Autore: Incampo, Nicola
Fonte: CulturaCattolica.it  E-mail: nicola.incampo@culturacattolica.it
giovedì 9 agosto 2012

Domanda

Buongiorno,
sono una laureanda in scienze religiose presso l'ISSR di *** con una laurea civile conseguita con il vecchio ordinamento ed Idr presso una scuola primaria a contratto annuale da 3 anni.
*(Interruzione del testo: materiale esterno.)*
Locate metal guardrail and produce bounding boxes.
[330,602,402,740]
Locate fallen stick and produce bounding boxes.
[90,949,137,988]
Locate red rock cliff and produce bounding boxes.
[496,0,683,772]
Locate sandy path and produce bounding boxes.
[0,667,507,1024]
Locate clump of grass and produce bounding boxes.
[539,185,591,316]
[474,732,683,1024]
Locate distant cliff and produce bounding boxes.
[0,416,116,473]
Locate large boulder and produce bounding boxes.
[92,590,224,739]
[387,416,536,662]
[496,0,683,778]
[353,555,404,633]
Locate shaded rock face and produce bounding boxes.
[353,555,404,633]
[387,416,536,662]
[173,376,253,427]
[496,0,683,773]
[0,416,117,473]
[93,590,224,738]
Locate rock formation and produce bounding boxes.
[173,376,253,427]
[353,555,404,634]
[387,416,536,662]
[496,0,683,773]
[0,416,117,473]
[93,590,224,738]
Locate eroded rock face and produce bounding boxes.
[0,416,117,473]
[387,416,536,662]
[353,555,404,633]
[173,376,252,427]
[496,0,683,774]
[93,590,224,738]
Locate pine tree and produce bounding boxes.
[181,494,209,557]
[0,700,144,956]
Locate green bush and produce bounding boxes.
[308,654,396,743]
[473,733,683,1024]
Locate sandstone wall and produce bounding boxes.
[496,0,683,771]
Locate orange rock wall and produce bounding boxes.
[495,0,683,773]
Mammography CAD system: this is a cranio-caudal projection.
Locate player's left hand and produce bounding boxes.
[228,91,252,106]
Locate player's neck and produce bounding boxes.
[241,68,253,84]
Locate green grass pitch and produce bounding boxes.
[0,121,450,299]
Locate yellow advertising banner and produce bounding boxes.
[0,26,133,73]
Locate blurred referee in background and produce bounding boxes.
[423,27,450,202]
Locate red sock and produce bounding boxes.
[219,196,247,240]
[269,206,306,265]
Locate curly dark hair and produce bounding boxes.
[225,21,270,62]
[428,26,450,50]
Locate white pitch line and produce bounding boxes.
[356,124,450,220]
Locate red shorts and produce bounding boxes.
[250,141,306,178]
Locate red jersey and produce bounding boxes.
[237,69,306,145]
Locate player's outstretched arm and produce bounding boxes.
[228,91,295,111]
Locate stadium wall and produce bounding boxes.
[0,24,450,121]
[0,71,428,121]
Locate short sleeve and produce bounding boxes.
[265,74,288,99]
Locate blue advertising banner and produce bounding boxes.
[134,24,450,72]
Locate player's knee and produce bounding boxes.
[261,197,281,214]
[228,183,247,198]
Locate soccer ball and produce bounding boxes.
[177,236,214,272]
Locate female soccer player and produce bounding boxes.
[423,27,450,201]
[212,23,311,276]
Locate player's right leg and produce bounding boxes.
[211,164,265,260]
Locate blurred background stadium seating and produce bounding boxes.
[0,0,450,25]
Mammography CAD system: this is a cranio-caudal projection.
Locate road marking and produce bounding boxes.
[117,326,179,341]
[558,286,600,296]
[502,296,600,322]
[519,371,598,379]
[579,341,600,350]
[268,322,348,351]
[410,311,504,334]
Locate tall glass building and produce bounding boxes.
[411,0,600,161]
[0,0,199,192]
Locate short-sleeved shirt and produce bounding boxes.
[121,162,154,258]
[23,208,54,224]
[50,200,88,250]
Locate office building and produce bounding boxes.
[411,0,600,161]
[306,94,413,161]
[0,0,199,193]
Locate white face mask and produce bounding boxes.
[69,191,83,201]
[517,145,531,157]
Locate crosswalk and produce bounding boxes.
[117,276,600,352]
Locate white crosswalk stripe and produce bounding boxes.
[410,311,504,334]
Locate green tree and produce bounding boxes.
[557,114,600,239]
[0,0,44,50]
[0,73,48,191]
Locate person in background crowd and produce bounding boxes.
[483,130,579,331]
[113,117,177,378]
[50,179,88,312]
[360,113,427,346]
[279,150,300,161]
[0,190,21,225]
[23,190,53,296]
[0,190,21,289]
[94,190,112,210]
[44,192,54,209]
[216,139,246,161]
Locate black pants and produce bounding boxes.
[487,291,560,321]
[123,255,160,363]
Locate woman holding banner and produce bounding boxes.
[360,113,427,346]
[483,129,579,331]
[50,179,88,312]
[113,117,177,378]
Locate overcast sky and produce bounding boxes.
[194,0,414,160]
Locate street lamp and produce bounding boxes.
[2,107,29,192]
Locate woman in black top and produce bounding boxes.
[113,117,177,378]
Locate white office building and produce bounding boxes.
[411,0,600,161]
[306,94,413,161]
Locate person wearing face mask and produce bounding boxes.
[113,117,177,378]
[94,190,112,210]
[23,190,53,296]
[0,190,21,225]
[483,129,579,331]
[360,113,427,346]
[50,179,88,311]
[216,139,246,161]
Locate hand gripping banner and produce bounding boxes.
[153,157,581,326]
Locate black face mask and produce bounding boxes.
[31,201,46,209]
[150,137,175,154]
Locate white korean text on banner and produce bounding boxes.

Nelle risposte, che Lei ha dato ad altri insegnanti riguardo a questa posizione che ci accomuna, dice chiaramente che "La laurea breve non è titolo di abilitazione per insegnare IRC anche se questo titolo è unito ad una laurea civile". Secondo la sua risposta, ci sarebbe bisogno del +2 ovvero della laurea magistrale. Leggendo la Nuova Intesa, la laurea magistrale sarebbe richiesta solo dall'a.sc. 2017-2018. Se così non fosse, non capisco perché venga distinta a parte nei vari commi dei titoli richiesti. Allora questa tempistica a chi si riferisce se non a chi ha terminato i 3 anni di scienze religiose (che non corrispondono al vecchio baccalaureato)? Se lo Stato non riconosce la laurea breve, perché le Curie hanno sempre scritto e detto che era necessario "solo" questo titolo, dopo l'uscita di scena del magistero (a cui peraltro viene dato tempo fino all'a.a. 2013-2014?) Che senso ha avuto dirci una bugia ed illuderci? Chi ha iniziato con un sistema, non ha diritto a finire con quello come succede anche in altre situazioni di cambio di legge? Sono amareggiata.
Cordiali saluti.

Risposta

L’intesa del 2012 parla sempre di laurea magistrale non di laurea triennale.